Some basic results in number theory — part 1

Theorem (1): The product of any n consecutive integers is divisible by n!.

Proof (1): 

For \frac {(m+1)(m+2) \ldots (m+n)}{n!}=\frac{(m+n)!}{m!n!}, and to show that the last expression is an integer it is sufficient to show that any prime p which occurs in m!n! to at least as high as a power in

(m+n)!. Thus, we have to show that

I[\frac{(m+n)}{p}]+I[\frac{(m+n)}{p^{2}}]+I[\frac{(m+n)}{p^{3}}]+\ldots is greater than or equal to

I[m/p]+I[m/p^{2}]+I[m/p^{3}]+\ldots +I[n/p]+I[n/p^{2}]+I[n/p^{3}]+\ldots.

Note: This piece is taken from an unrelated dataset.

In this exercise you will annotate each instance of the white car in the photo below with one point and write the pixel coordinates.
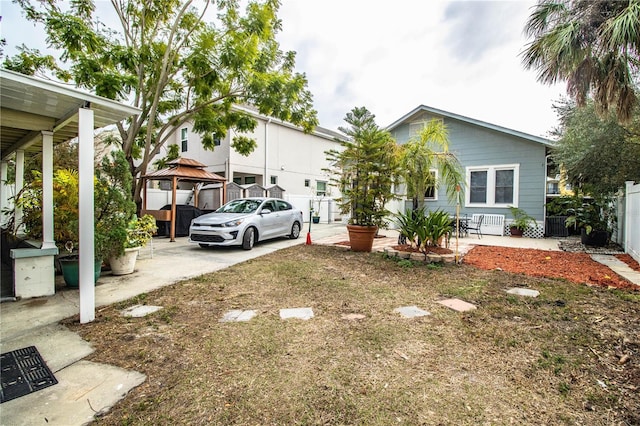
(245, 221)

Note: The  Symbol I[x/y]: If  a is a fraction or an irrational number, the symbol I(a) will be used to denote the integral part of a.

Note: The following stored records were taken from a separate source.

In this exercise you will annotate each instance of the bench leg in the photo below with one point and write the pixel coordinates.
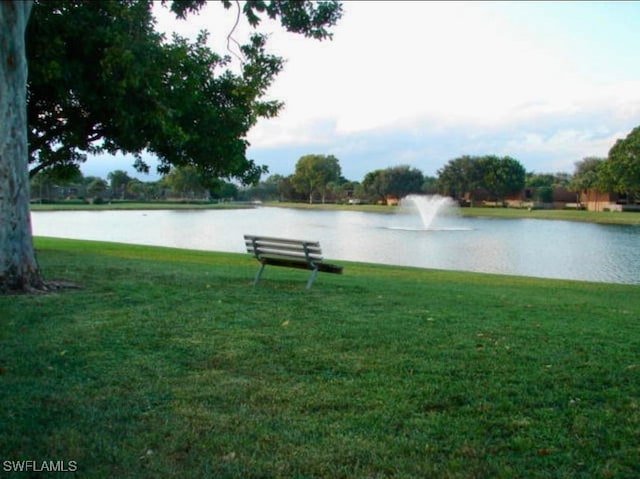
(259, 274)
(312, 278)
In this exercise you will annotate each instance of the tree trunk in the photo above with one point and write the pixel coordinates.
(19, 270)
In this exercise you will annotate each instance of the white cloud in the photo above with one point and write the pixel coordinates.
(423, 82)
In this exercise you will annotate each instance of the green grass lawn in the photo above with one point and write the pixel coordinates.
(168, 363)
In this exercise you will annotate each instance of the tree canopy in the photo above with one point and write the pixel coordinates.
(497, 176)
(314, 173)
(103, 80)
(622, 168)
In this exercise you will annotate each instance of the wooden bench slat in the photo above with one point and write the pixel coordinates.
(291, 253)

Now, I[\frac{(m+n)}{p}] \geq I[m/p]+I[n/p], and the same is true if we replace p by p^{2}, p^{3} in succession, hence the result in question.

Theorem (2): If n is a prime, then {n \choose r} is divisible by n.

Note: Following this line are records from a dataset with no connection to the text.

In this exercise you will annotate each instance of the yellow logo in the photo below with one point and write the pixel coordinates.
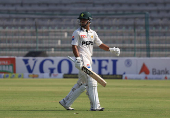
(82, 15)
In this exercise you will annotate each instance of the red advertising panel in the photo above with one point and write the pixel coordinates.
(7, 65)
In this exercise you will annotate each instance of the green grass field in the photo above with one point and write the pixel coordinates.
(38, 98)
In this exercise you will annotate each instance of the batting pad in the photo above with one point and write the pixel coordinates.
(74, 93)
(93, 97)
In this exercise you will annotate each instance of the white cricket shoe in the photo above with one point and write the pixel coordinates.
(98, 109)
(62, 102)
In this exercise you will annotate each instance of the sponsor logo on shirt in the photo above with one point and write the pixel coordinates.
(87, 43)
(72, 37)
(83, 36)
(88, 65)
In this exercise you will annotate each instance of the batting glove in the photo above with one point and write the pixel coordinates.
(115, 50)
(78, 63)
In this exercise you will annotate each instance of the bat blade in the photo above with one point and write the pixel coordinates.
(92, 74)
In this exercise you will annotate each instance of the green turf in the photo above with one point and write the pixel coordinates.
(38, 98)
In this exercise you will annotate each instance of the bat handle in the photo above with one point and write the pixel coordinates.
(71, 59)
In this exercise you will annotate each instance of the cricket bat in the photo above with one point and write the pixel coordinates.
(92, 74)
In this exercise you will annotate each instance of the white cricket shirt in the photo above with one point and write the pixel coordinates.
(85, 40)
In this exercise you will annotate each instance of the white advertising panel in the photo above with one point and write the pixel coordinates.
(101, 65)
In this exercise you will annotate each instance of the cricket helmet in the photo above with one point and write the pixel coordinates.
(85, 15)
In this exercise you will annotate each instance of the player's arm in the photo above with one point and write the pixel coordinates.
(104, 47)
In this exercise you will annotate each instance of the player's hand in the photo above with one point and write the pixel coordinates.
(115, 50)
(78, 63)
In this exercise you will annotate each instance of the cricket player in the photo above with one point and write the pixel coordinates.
(83, 40)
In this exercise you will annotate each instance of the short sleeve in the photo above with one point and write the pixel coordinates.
(97, 40)
(75, 38)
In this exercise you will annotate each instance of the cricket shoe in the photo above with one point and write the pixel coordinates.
(99, 109)
(62, 102)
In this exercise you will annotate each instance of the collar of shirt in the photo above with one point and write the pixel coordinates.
(83, 29)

For by the preceding n(n-1)(n-2)\ldots (n-r+1) is divisible by r! and since n is a prime and r is supposed to be less than n, r! is prime to n. Hence,

r! is a divisor of (n-1)(n-2)\ldots (n-r+1)

and n(n-1)\ldots (n-r+1)/r! is divisible by n.

Thus, if a is a prime, all the coefficients in the expansion of (1+x)^{n} except the first and last are divisible by n.

Homework:

1) Find the highest power of 5  contained in 158!

2) If n is an odd prime, the integral part of (\sqrt{5}+2)^{n}-2^{n+1} is divisible by 20n.